New products should always look for market validation regardless of the size of the company. Just look at how long the HP Touchpad (48 days) and the Microsoft Kin phone (49 days) lasted in the marketplace before being withdrawn. It’s reported that HP would go onto lose up to $300m after cutting the Touchpad and associated webOS product line along with job cuts. So much for market validation and their risk department. Another huge loss was RIMs Playbook, reported to have lost the company $1.5bn in a period when the company really needed a boost in the marketplace amid falling Blackberry sales.

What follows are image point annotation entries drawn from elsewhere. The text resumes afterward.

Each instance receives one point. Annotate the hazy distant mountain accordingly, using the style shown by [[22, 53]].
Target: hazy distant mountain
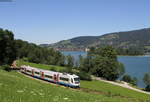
[[117, 39]]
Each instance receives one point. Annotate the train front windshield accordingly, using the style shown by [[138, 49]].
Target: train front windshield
[[76, 79]]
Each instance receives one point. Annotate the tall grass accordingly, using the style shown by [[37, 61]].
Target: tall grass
[[15, 87]]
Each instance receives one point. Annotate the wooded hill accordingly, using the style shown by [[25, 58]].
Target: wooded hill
[[130, 39]]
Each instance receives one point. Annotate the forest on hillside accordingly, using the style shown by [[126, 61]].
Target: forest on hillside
[[136, 42]]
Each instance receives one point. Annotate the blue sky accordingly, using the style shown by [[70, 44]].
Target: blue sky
[[49, 21]]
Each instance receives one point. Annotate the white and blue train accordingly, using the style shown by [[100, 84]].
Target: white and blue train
[[51, 76]]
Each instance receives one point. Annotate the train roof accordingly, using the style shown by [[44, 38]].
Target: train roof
[[49, 71]]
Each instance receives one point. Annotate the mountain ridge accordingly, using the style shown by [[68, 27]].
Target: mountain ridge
[[123, 39]]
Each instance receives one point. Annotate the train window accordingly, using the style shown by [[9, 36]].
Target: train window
[[47, 76], [64, 79], [29, 71], [71, 80], [37, 73], [76, 79]]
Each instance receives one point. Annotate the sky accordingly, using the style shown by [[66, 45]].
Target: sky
[[49, 21]]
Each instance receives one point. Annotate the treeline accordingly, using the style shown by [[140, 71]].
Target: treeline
[[11, 49], [102, 62], [133, 51]]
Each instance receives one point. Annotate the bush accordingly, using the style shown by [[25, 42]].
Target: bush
[[6, 68], [129, 79], [53, 69], [84, 76], [147, 88]]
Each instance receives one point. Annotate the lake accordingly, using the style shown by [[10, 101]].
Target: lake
[[135, 66]]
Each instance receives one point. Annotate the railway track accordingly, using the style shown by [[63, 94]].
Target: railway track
[[81, 89]]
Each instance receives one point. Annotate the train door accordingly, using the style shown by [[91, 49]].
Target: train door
[[56, 77], [25, 70], [32, 72], [42, 75]]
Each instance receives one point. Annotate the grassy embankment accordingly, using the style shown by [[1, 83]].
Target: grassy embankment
[[15, 87]]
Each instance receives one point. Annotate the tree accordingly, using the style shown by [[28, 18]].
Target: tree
[[127, 78], [70, 61], [7, 48], [146, 80], [102, 62]]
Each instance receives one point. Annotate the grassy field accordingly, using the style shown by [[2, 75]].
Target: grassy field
[[15, 87], [114, 90], [42, 66]]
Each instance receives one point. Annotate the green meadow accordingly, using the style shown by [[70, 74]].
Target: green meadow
[[16, 87]]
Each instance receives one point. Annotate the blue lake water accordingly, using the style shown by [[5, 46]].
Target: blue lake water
[[135, 66]]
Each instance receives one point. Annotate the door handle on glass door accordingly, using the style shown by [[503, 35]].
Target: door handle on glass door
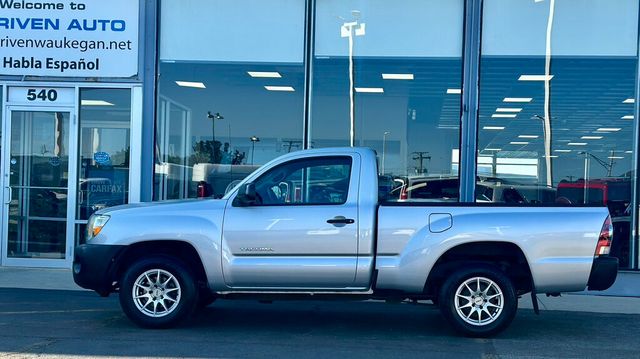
[[340, 220], [7, 199]]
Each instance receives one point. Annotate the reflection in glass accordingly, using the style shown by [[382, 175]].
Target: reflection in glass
[[394, 86], [556, 106], [38, 178], [318, 181], [213, 100], [105, 131]]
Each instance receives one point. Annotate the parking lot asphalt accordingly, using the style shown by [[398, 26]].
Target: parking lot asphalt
[[63, 324]]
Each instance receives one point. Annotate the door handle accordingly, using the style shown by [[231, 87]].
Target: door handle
[[7, 200], [340, 220]]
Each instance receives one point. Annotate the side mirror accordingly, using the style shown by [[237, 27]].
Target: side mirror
[[247, 195]]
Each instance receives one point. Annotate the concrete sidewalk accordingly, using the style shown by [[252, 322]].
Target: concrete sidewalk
[[622, 298]]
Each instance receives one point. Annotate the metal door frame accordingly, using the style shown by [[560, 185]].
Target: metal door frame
[[71, 195], [135, 164]]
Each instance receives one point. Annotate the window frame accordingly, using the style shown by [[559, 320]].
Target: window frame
[[319, 159]]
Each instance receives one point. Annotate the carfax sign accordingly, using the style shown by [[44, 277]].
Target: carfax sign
[[84, 38]]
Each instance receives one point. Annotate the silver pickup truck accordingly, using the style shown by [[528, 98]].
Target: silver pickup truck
[[310, 225]]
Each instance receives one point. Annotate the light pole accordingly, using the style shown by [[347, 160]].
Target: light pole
[[253, 139], [384, 148], [213, 117], [348, 30]]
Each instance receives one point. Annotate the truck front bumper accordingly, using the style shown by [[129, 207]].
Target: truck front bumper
[[603, 273], [94, 267]]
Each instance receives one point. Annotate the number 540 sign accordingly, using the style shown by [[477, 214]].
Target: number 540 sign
[[41, 96]]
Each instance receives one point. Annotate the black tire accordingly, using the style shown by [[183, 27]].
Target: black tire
[[483, 317], [178, 296]]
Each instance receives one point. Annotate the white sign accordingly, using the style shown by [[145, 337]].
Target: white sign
[[79, 38], [41, 96]]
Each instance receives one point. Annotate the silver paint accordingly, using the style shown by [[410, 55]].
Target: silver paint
[[307, 254]]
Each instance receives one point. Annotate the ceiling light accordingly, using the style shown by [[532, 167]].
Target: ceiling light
[[535, 77], [198, 85], [95, 103], [268, 74], [280, 88], [517, 99], [370, 89], [397, 76]]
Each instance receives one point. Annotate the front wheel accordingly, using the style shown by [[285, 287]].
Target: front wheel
[[158, 292], [478, 301]]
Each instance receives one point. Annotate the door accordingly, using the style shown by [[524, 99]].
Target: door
[[36, 175], [303, 232]]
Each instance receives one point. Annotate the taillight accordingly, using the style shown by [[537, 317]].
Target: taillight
[[606, 236]]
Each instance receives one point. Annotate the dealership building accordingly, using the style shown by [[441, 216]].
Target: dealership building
[[500, 102]]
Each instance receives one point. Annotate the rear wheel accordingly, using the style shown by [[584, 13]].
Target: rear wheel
[[158, 292], [478, 301]]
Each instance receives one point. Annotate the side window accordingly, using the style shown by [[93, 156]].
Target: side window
[[316, 181]]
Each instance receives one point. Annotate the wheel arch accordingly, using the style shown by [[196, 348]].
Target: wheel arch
[[506, 256], [182, 251]]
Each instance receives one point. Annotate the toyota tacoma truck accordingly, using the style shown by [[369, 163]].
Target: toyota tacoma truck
[[310, 224]]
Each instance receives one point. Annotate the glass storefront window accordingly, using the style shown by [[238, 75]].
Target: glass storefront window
[[556, 106], [105, 135], [387, 75], [231, 88]]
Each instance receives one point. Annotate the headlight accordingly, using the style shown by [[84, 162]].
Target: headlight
[[95, 225]]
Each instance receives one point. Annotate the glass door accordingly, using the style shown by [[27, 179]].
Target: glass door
[[36, 178], [104, 158]]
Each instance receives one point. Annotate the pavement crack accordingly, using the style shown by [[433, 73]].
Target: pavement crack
[[34, 348], [489, 350]]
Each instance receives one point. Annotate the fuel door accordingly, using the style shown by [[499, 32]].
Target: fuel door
[[440, 222]]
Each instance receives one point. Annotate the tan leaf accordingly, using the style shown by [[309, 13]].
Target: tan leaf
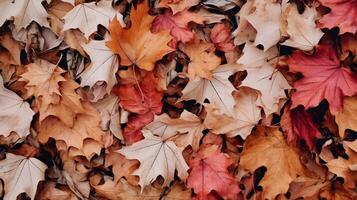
[[270, 83], [246, 115], [346, 118], [158, 155], [265, 18], [75, 38], [267, 147], [343, 167], [177, 6], [87, 16], [217, 90], [188, 123], [202, 59], [137, 45], [103, 67], [21, 174], [302, 29], [16, 114]]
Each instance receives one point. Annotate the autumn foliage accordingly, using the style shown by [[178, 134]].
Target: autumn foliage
[[178, 99]]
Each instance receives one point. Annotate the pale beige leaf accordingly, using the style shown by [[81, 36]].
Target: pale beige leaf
[[26, 11], [304, 34], [103, 67], [346, 118], [267, 147], [21, 174], [270, 83], [246, 115], [186, 130], [217, 90], [157, 156], [87, 16], [254, 58], [109, 111], [266, 20], [16, 114]]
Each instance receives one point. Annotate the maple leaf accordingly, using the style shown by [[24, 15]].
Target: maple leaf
[[245, 32], [221, 37], [85, 130], [324, 78], [302, 29], [345, 167], [158, 156], [255, 58], [343, 15], [217, 90], [178, 5], [87, 16], [346, 118], [246, 115], [177, 24], [103, 67], [209, 172], [16, 114], [202, 59], [110, 114], [137, 45], [24, 12], [270, 83], [187, 123], [124, 190], [265, 18], [267, 147], [55, 93], [298, 124], [141, 100], [132, 132], [21, 174]]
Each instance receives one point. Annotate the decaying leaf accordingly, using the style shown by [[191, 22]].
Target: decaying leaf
[[21, 174], [158, 155]]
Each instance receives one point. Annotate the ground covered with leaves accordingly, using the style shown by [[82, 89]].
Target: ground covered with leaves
[[178, 99]]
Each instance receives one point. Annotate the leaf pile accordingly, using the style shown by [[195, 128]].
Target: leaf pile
[[178, 99]]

Not since the dot com boom have startup companies had anywhere near that sort of money to take a product to market and while these examples are hardware based incurring the associated research and development costs there is a lesson about validation in there regardless of the size of the company. Software companies seem to fail in three categories: massive dot com blowouts (e.g. WebVan and pets.com); being squashed by a competitor (Friendster to MySpace to Facebook); and the ones you’ve never heard of as they failed before they made it.
That’s not to say that the companies that are using metrics and data to help make their decisions don’t push the process too far. The example of testing 40 shades of blue at Google is probably the best known. However, a little information can go a long way.
How should a company with a limited cash flow proceed? That company needs to know that every feature built is going towards a larger goal, is required and ultimated validated by the users. How does a company know when a feature has been validated?
Each new feature should have some validation criteria, e.g. “Removing password confirmation should result in decreased number of users getting stuck and leaving at the registration stage”. This then needs to be measured, which means we need to have that measurement before the feature is written ideally.
There are a number of tools available to start gather metrics, Google Analytics is good for general visitor information but tools like KissMetrics have gathered support for more of data driven demands. There are also open source alternatives such as statsd and Cube if the project has the time to invest in their own tools. If the hypotheses are more visually driven, tools such as CrazyEgg have proved useful for validating calls to action and discoverability within an application.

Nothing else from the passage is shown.